House Bill 46, by Rep. Ken King, R-Canadian, passed 31-0 on the heels of a blanket ban of unregulated retail hemp-based THC vapes, edibles, smokable flower and other consumables that is headed to Gov. Greg Abbott’s desk.

The ban has earned strong backlash from veterans and others who say the hemp stores have helped them when the medical marijuana program has fallen short.

On Tuesday night, senators during floor discussion of the expansion bill sought to soften that criticism.

“At the end of the day, they’ll know what they’re getting, because a lot of our constituents have been self-medicating … with alcohol, nicotine and now with [unregulated] THC,” said Sen. José Menéndez, D-San Antonio. “So hopefully once this gets up and running, they’ll have the benefit of [a medical marijuana program] that actually works.”

HB 46 now goes back to the House for lawmakers to decide whether they agree with the Senate version or whether they’ll send it to a conference committee for negotiations.

The bill adds terminal illness and chronic pain to the state’s list of conditions that qualify for the program, which already includes post-traumatic stress disorder.

The Senate version removes a section the House backed that would have allowed any military veteran to access the program if their doctor believes it could be beneficial, whether they have one of the listed conditions or not. Perry did not explain that change during Tuesday’s debate.

The legislation also expands the program by increasing the number of medical marijuana dispensaries in Texas from its current 3 license holders to 12, increasing competition and lowering prices, bill authors said.
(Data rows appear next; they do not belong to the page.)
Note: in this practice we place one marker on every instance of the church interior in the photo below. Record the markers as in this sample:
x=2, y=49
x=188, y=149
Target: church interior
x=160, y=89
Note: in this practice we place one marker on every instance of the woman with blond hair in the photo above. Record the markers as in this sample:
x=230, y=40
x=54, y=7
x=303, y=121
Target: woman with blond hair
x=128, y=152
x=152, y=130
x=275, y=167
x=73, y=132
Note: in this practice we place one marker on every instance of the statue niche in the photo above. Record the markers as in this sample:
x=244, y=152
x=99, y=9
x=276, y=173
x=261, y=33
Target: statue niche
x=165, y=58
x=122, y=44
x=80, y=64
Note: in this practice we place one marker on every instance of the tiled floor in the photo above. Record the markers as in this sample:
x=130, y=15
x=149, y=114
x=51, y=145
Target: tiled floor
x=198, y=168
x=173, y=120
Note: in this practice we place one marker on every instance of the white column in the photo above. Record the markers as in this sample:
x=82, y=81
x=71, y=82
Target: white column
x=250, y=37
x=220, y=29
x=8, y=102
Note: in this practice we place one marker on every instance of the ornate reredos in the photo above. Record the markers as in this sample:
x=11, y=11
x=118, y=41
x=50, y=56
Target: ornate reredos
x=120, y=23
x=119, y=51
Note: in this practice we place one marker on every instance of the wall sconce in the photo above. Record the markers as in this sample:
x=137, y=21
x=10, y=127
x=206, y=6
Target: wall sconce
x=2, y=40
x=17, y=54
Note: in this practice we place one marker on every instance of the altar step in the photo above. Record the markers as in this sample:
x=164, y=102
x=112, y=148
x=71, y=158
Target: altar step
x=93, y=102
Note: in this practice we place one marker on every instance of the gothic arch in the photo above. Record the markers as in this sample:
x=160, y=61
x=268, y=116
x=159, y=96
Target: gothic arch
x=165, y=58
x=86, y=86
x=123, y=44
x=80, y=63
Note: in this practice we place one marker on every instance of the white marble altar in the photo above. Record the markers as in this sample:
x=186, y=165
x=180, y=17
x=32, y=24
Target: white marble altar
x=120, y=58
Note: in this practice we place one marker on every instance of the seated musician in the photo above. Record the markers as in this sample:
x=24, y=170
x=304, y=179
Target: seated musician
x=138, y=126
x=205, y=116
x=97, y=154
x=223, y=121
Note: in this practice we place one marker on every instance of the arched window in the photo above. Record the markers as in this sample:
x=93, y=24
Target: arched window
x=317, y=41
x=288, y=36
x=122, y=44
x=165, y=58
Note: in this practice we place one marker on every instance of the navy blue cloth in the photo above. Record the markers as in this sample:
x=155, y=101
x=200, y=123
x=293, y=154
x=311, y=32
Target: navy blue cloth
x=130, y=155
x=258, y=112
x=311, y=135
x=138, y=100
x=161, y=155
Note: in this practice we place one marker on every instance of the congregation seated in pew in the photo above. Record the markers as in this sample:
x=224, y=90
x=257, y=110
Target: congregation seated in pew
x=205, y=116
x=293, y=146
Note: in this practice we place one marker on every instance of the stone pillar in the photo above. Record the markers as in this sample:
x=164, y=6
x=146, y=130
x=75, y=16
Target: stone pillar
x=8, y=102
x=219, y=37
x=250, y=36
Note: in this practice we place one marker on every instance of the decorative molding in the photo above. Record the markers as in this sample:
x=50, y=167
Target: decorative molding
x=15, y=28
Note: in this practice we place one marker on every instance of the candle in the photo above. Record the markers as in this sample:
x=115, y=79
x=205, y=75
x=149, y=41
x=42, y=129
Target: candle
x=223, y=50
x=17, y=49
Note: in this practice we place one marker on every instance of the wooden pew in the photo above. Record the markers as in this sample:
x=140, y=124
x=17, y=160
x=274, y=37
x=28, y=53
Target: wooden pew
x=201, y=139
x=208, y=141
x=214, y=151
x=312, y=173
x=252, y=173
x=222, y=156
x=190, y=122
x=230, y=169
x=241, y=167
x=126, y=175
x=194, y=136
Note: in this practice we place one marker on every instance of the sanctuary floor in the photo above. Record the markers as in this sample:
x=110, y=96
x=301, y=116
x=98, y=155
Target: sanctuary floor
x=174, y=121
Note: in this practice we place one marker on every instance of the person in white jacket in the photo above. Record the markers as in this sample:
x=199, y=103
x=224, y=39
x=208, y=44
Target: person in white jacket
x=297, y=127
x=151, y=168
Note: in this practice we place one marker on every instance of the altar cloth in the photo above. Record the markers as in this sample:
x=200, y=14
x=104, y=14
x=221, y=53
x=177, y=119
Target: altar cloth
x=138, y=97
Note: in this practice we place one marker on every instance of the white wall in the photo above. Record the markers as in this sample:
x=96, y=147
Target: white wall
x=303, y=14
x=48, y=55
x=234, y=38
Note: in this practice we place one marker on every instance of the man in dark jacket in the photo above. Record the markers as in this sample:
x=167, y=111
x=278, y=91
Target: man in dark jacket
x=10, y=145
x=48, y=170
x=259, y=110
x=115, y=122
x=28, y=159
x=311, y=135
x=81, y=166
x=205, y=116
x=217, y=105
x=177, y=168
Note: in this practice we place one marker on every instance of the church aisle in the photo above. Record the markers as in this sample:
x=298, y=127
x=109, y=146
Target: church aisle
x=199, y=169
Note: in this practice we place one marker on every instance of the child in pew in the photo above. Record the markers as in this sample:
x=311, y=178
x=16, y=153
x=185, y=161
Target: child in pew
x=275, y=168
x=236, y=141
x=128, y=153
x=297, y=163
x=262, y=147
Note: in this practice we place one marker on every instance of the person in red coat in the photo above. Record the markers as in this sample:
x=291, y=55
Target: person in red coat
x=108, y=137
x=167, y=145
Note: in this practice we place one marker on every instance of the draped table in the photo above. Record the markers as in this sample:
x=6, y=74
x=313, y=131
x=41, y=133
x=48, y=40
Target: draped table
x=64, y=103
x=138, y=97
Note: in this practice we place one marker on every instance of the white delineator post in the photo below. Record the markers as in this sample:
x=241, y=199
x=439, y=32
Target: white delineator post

It would allow 90-day prescriptions with up to four refills – an expansion of current restrictive rules – before a patient has to return for a new prescription. The bill also would allow higher-concentration doses, so less product would need to be consumed to get the benefits, and allow the products to be inhaled through vaporizers or administered through edibles, oils and suppositories.

The legislation also creates satellite storage facilities that could be set up around Texas, allowing the dispensaries for the first time to store product off-site. That means they save money on fuel and travel time, and that patients can pick up their products easily or have them delivered to their homes cheaply.

Lt. Gov. Dan Patrick, a Houston Republican who has championed the program as a remedy to the much-ballyhooed THC ban, said the bill may be the biggest relaunch of a medical marijuana program in the country.

Known by its acronym TCUP, the program is actually among the most anemic in the U.S., with only 20,000 people using it after 10 years in existence. Other more successful state programs have allow for more medical conditions to qualify, such as depression and anxiety, to qualify patients or more streamlined delivery systems.

But it’s a good start, said Sen. Roland Gutierrez, a Democrat who has been pushing for expansion of medical and recreational marijuana laws in Texas and whose San Antonio district has a high concentration of veterans.

He’d like to see a thriving, legal cannabis market and might have supported hemp-based THC shops – had they not sprung up by the thousands, unregulated, in strip malls and gas stations and vending machines on street corners, in the wake of the 2019 farm bill that never intended to legalize them to begin with, Gutierrez said.

Now, the ban is a critical reset to potentially consider a new structure for them down the road, he said – and the proposed expansion of the medical program is equally vital.

“Maybe one day we’ll get to where I want to be,” Gutierrez said. “But I want people out there to know the truth about how we got here, where we’ve been, and where we’re going.”